In fact, the detainee “probably reached the point of cooperation even prior to the August  institution of ‘enhanced’ measures – a development missed because of the narrow focus of questioning.”
Zubaydah was subjected to 83 waterboarding sessions in one month, and it seems that the only things interrogators got out of this was satiating their pleasure in carrying out torture. Other ‘enhanced’ measures such as subjecting detainees to hypothermia, beatings and long hours in stress positions were also being implemented in their sadistic program.
The conclusion of all this, 14 years after it began, is that Zubaydah was cooperating and providing actionable intelligence until he was subjected to torture. This further validates what critics have been trying to get across all this time—torture doesn’t work.
At the time, however, we were told that the information provided by Zubaydah–much of which was unreliable–was gained as a result of the waterboarding sessions. This turns out to be another lie in the compendium of War on Terror falsehoods.
Former CIA counterterrorism operations officer John Kiriakou drives the point home:
“This is just another nail in the coffin of the CIA on this torture issue. We know from the Senate report that these so-called enhanced interrogation techniques simply did not work, we knew that they constituted torture, we knew that the CIA continued to carry them out even though they claimed to deny publicly that any such program had taken place.”
He also described some of the true motivations of the torture programs.
“There was also a sense that some intelligence officers at the higher levels really were seeking vengeance, and whether there was information to gather through these techniques was really not the issue,” said Kiriakou. “They really just wanted revenge on al-Qaeda leaders for the attack that had occurred.”
Kiriakou referenced the 2014 Senate Intelligence Committee on CIA torture, which detailed the extent of CIA torture, the false information provided to media and the blocking of government oversight and internal criticism.
“We also know from the Senate torture report that there were indeed CIA officers at the working level who not only opposed the enhanced interrogation program, but also curtailed their assignments overseas to headquarters, which really is a career ending move,” said Kiriakou. “My only concern is that they didn’t go public with their concerns and that the CIA was able to perpetuate this lie for all these years, more than a decade now, that this program worked.”
Waterboarding has been used in the past by Nazi Germany’s Gestapo in Norway and France, by the French in Vietnam and Algeria, and by the U.S. in the Philippines more than a century ago, according to Politifact. It has always been a poor way to extract information.
“Trinity College Dublin’s Shane O’Mara, a professor of experimental brain research, told Newsweek there is scientific evidence that waterboarding physically prevents a person from providing reliable information.
The sensation of suffocating activates survival instincts, not memory recall, O’Mara told the magazine. Furthermore, a lack of oxygen (hypoxia) hurts cognition and the increase of carbon dioxide (hypercapnia) induces panic. In effect, putting a person under severe stress to make them talk also makes it difficult for them to recall or communicate anything worth extracting.”

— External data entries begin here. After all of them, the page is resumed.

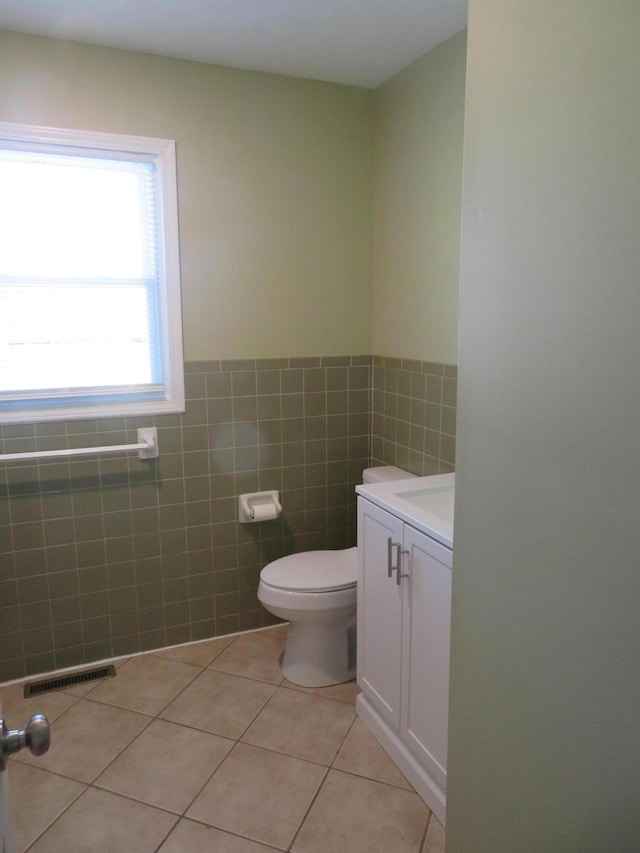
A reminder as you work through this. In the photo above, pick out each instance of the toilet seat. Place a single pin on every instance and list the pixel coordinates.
(313, 571)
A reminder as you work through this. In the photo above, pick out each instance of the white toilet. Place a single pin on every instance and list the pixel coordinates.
(315, 591)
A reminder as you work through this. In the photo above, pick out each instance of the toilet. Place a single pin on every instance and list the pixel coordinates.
(315, 591)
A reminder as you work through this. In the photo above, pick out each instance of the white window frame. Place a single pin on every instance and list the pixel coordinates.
(170, 396)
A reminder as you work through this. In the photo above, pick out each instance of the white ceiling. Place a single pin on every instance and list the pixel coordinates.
(358, 42)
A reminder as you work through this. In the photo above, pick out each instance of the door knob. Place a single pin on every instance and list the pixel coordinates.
(36, 736)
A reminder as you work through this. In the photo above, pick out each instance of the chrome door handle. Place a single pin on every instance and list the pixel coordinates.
(36, 736)
(399, 574)
(390, 567)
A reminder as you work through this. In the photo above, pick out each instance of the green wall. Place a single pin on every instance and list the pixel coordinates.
(419, 123)
(275, 186)
(545, 684)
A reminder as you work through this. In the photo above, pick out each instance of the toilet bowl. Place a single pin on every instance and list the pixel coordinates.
(315, 591)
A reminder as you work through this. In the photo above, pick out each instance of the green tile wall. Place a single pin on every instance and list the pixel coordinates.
(413, 418)
(112, 555)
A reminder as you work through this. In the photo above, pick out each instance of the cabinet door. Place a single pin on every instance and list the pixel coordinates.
(379, 612)
(425, 652)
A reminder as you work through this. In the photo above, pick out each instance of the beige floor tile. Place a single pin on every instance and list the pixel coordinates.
(86, 738)
(198, 654)
(301, 725)
(220, 703)
(18, 710)
(434, 842)
(255, 655)
(346, 692)
(362, 754)
(37, 798)
(166, 766)
(100, 822)
(191, 837)
(145, 684)
(259, 794)
(362, 816)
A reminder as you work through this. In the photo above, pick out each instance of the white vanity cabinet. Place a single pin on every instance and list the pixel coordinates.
(404, 606)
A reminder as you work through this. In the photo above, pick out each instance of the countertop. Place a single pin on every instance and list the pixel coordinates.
(424, 502)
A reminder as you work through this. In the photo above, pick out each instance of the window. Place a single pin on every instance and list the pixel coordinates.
(90, 317)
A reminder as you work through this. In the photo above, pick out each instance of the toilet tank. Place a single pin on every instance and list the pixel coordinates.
(385, 473)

Despite all we know about the inefficacy of waterboarding and the fact that it amounts to torture, some politicians still deny reality. Unsurprisingly, presidential candidate Donald Trump said he would bring back waterboarding and “a hell of a lot worse.”
U.S. Senate candidate Todd Wilcox, a former CIA officer and defense contractor, said, “I can tell you that the enhanced interrogation techniques that have since been banned by this administration — specifically waterboarding — work. They work on the terrorists, and there’s a proven history of that.”
Wilcox claimed that his time as an agent gave him “access to a lot of information that the rest of the public may not know.”
But the more we learn about this secret information he referenced, the more we find that politicians such as Wilcox continue to peddle lies and propaganda in their efforts to perpetuate the injustices of the War on Terror.